O ex-presidente Lula fez nesta quarta um dos melhores pronunciamentos de sua carreira política, ainda que eu discorde de alguns aspectos pontuais. Não endosso, por exemplo, a crítica genérica às privatizações. A sua síntese para a gente sair do atoleiro econômico pode não ser a melhor porque o Estado não tem como investir. Não estava ali, no entanto, expondo um programa de governo. O que me interessou foi outra coisa: a fala de Lula (re)conferiu dignidade à política.
O cadáver adiado do udenismo até pode indagar: “Que país é este em que recebemos lições de um ex-presidiário?” É aquele que assistiu calado, quando não estava aplaudindo, à escalada de ações ilegais de Sergio Moro, alçado à condição de herói nacional e saudado com frequência por sua habilidade em ignorar as garantias legais. Afinal, seu propósito seria nobre: caçar corruptos. É o país que viu o doutor confessar em embargos de declaração que nem mesmo era o juiz natural do caso do tríplex.
Vivemos anos de insanidade judicial, de loucura mesmo! E caímos no atoleiro que aí está.
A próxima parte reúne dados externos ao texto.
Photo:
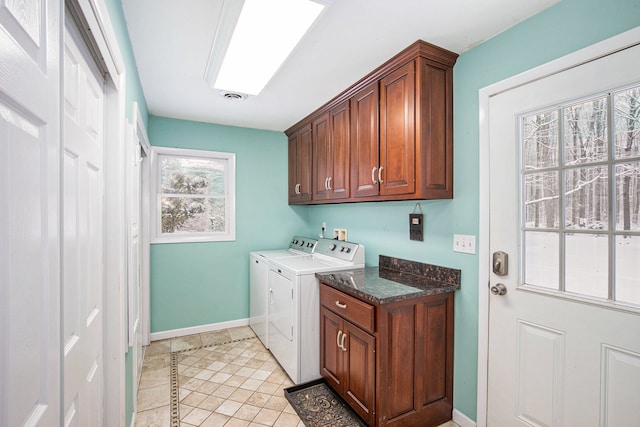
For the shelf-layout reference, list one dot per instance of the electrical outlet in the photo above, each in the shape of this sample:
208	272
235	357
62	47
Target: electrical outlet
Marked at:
340	233
464	243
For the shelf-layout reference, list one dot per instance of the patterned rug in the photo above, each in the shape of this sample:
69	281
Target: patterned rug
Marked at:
319	406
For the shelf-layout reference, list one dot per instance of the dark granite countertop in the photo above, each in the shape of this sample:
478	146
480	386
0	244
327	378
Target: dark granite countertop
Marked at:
393	280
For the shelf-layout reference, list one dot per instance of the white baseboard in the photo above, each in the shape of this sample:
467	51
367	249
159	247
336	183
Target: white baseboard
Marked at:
462	420
156	336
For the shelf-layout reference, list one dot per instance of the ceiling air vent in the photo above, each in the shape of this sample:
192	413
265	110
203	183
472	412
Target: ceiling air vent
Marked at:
233	96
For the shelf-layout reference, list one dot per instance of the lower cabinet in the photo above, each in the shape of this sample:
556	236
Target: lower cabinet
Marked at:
392	363
348	362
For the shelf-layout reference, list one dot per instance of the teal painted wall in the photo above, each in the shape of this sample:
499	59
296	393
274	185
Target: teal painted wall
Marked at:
564	28
133	93
203	283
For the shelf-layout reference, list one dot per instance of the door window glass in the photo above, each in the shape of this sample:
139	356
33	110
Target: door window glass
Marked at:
580	174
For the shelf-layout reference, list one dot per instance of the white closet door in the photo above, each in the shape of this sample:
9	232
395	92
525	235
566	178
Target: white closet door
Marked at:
29	213
83	225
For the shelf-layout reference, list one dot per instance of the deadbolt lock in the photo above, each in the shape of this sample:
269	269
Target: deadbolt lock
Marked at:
500	263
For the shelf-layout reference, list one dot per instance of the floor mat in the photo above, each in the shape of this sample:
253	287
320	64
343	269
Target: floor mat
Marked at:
319	406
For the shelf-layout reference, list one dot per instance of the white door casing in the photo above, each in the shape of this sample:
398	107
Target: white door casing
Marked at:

Lula passou 580 dias preso. Edson Fachin, o mesmo ministro do Supremo que anulou todos os processos que corriam na 13ª Vara Federal de Curitiba por reconhecer, finalmente, que Moro não era o juiz natural das causas, liderou os seis votos que mantiveram o ex-presidente na cadeia em abril de 2018 — nesse caso, ao arrepio do que dispõem a Constituição e o Código de Processo Penal. Assim, se você quiser saber que país é este que recebe lições de um ex-presidiário, convenham: a pergunta deve ser dirigida àqueles que contribuíram para coonestar a farsa.
DELÍRIO PUNITIVISTA
Vivemos a fase do delírio punitivista, pouco importando o que fizessem os procuradores da Lava Jato e o juiz. Afinal, havia um objetivo maior, que se sobrepunha ao devido processo legal: combater a corrupção. E muitos se desinteressaram de saber quais meios eram empregados para supostamente atingir esse fim. Sim, é preciso que a imprensa se pergunte que papel desempenhou nesse desastre.
Não havia Moro, afinal de contas, confessado em embargos de declaração que o juiz não era ele? Por que a admissão não causou espécie? “Ah, Reinaldo, porque há evidência de que houve corrupção”. É verdade, e a dinheirama devolvida por alguns diretores da Petrobras o evidencia de maneira insofismável.
Ocorre que as provas contra Lula no tal processo jamais apareceram. A sentença condenatória de Moro tem de ser estudada nas faculdades de direito país afora como exemplo do que um juiz não deve fazer. E daí? Tudo parecia irrelevante diante da missão. Ainda agora, alguns textos malandros insistem que até se pode estar a fazer justiça, mas que isso enfraquece o enfrentamento da corrupção. Bem, quem diz atuar ao arrepio da lei sob o pretexto de fazer o bem são esquadrões da morte e milícias. Como sabemos, são todos bandidos, criminosos.
DE VOLTA AO PRONUNCIAMENTO
A fala de Lula poderia estar cheia de rancor, voltada apenas para o passado. Mas não. Ele falou sobre o futuro e disse que vai conversar com todas as forças políticas do país — suponho que exclua o bolsonarismo — porque todas foram eleitas e representam a vontade do povo. “Ah, olha o caminho da bandalheira aí…” Não! A bandalheira não está em admitir, como é o correto, a representatividade do Congresso Nacional, mas na compra perniciosa de apoio — agora e antes.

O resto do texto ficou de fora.